So it was a day of seeing some familiar and some new things. It was very hot by the time we finished, and so it was a blessed releief to get back to the ship and a nice cold drink. We were lazy the rest of the day (as I say, these blogs don’t write themselves) and with all of the photographic goodness from the morning to deal with, an afternoon of organising and writing and drinking beer beckoned, rather than the paddleboarding, snorkelling and beach (more bloody sealions!) offered. And so we had a relaxed afternoon, thinking we would save up energy for whatever the morrow had to offer. However, Mother Nature had one more surprise in store for us.

As yet another good dinner on the excellent M/V Origin drew towards a close, there was an excited announcement from the naturalist leader on the boat – sharks!

So we all congregated at the stern, where, in the ship’s lights, we could see shoals of fish swirling about. Two things made this unusual: firstly, the shoal was being hunted by maybe a dozen 2-metre long Galapagos sharks; and secondly, these were flying fish. There followed about half an hour of extraordinary scenes as sharks rushed in to attempt to take fish and the fish, in turn, took to the air to escape. It was an amazing scene, but very difficult to capture. Here’s the best attempt I made to capture the somewhat febrile atmosphere of the whole thing.

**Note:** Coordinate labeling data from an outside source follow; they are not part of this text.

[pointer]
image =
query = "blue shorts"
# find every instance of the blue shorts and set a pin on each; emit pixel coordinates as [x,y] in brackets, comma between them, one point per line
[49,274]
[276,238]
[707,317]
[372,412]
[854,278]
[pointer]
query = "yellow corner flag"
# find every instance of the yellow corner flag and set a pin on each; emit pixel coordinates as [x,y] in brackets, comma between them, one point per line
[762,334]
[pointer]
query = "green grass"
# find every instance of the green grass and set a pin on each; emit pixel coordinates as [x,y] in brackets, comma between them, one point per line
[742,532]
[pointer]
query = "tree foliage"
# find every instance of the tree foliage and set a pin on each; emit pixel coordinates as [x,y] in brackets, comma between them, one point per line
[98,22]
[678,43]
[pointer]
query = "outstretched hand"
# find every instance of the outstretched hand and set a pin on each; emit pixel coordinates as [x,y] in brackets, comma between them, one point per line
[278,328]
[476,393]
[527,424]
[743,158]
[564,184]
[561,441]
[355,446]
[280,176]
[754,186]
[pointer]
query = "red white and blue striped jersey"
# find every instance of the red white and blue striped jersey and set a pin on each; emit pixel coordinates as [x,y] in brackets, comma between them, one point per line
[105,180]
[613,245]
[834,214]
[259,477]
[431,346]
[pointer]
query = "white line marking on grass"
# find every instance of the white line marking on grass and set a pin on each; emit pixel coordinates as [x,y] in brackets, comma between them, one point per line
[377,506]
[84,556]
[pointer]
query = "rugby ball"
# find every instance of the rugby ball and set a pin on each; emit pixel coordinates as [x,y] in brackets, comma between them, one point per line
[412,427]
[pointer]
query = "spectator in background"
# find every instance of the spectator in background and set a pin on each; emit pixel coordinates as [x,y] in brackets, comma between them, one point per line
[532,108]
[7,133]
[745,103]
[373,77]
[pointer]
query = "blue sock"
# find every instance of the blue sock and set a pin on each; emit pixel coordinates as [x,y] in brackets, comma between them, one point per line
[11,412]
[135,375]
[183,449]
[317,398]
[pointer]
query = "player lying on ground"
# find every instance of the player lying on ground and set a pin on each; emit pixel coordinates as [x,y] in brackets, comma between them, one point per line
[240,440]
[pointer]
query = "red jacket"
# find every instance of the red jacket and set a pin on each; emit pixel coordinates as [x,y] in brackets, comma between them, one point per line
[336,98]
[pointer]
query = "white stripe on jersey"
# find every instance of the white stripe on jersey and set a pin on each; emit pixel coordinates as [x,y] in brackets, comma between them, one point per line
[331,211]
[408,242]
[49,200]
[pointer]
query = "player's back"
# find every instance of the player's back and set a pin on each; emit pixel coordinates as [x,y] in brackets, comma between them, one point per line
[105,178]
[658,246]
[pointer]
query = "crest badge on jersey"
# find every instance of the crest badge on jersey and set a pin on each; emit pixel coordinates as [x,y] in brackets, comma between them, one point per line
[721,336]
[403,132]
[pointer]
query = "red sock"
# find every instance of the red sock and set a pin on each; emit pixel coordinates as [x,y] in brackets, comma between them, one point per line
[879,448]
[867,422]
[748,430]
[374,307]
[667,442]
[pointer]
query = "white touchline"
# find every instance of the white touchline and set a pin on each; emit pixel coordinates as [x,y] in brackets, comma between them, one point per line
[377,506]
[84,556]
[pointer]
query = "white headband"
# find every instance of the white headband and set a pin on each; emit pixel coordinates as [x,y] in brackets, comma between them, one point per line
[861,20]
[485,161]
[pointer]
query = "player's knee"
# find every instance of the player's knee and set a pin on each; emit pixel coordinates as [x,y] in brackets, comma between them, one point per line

This was a remarkable, very unusual scene, and something we felt privileged to have seen. It’s been a lucky excursion – boobies with three eggs and indeed elsewhere with three chicks; leaping dolphins (you’ll have to read the next entry for that); fighting iguanas; juvenile flamingoes; we feel that we’ve got great value and insight out of our time here – and it’s not over, by any means.